|
But there is already a de facto data serialization in Unix: tabs/spaces as field separators and newlines as record separators. That's what allows ls and wc to interoperate, but it makes it such that ls and cut don't interoperate without a transformation in between, because of ls's use of columnar layout rather than separator based layout. Or the output of a 'uniq -c', you can then 'sort -g' to order lines by the number of occurrence, but if you want to take the top 5 lines and discard the counts with 'cut', you need whitespace transformations in between. (AWK would be an alternative to cut that performs the whitespace conversions on its own, but AWK is a full blown programming language, so one may as well have something that deals with dictionaries, arrays, etc, as input types anyway). All this is to say that the untyped bytestream relies on conventions in Unix to make the bytestream useable between composable programs. These conventions are adequate for current uses, but show some weaknesses, and suggest that perhaps there are additional conventions, that if sufficiently simple, could be used to build composable programs that don't need to understand a format that is particular to just one program. I totally agree that objects (meaning data + associated data-specific code) are probably overkill, though optional object interfaces may be nice if the programmer is willing to pay the computational cost, like one does when using AWK over cut. And I definitely think that inheritance is an idea best to avoid for data. |
De facto is a far cry from "required by the OS". You'll notice that the programs we both mentioned (as well as programs that interpret whitespace this way) tend to operate on human-readable text, which uses whitespace to separate words. However, there are many other programs that do not operate on human-readable text, and do not rely on whitespace to delimit records in a pipe (or other file-like construct). Thus, the OS should not try to enforce a One True Record Delimiter, since there isn't one.

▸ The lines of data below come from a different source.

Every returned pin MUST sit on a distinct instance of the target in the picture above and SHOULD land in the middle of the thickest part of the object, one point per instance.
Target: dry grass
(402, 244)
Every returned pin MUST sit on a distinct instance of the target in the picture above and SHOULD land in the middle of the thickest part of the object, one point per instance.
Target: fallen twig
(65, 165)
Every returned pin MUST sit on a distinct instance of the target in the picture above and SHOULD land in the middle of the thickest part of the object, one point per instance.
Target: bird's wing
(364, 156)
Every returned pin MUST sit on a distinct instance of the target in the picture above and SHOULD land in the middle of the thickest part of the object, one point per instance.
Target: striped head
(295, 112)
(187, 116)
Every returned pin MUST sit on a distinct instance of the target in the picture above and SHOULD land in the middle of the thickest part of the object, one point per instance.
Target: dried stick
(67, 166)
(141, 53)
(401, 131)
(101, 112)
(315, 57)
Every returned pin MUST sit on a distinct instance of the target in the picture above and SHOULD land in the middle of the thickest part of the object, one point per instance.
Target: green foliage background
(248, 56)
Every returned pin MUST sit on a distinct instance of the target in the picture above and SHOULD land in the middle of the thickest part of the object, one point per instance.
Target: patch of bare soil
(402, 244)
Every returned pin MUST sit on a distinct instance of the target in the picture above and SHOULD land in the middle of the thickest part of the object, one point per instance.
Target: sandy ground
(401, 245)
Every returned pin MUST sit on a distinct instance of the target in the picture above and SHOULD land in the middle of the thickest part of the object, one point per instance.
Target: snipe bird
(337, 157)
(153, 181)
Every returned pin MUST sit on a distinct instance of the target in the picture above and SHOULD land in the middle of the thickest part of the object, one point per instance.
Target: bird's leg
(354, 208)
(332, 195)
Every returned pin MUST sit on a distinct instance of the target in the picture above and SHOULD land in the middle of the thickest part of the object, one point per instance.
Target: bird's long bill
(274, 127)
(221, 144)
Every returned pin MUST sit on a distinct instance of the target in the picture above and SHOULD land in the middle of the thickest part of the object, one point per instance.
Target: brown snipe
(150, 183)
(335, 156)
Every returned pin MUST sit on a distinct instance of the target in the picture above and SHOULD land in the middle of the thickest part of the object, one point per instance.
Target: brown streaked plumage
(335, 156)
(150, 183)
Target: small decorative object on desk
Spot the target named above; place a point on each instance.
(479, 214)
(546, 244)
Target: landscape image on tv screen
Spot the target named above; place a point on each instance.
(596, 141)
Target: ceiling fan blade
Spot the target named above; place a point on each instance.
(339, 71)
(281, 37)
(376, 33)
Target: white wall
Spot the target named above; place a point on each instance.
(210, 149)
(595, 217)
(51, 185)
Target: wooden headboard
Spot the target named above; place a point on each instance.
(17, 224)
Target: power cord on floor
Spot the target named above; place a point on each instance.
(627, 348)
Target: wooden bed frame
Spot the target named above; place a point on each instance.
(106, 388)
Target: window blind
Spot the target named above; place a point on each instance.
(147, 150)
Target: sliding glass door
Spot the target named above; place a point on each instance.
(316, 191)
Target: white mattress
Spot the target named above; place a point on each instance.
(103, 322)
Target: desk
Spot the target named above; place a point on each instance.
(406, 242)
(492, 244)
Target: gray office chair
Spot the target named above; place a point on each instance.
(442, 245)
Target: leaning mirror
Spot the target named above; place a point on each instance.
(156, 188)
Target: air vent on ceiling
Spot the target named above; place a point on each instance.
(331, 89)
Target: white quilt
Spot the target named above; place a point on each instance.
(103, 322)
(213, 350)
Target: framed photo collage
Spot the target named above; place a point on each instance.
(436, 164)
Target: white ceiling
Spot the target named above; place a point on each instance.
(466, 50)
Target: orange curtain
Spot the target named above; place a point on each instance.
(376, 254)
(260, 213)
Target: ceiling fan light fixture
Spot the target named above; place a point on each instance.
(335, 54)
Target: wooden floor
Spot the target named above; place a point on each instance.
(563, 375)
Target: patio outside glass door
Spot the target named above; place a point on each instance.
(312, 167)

> ...and suggest that perhaps there are additional conventions, that if sufficiently simple, could be used to build composable programs that don't need to understand a format that is particular to just one program.
This really is the heart of the matter. There is a trade-off between the specificity of the conventions and the freedom of the program to interpret the data however it wants. UNIX is at (almost) the extreme right end of this spectrum--the only convention it imposes is that information must be represented as 8-bit bytes.
My question to those who feel that UNIX is too far to the right on this spectrum is, what are some conventions that can be adopted universally that won't break composability? I'm not convinced that there are any. Even simple things like requiring programs to communicate via a set of untyped key/value pairs (where each key and value is a string of bytes) would be risky, since it could easily lead to the creation of disjoint sets of programs which only work with members of their own sets (e.g. members of each set would require set-specific key/value pairs).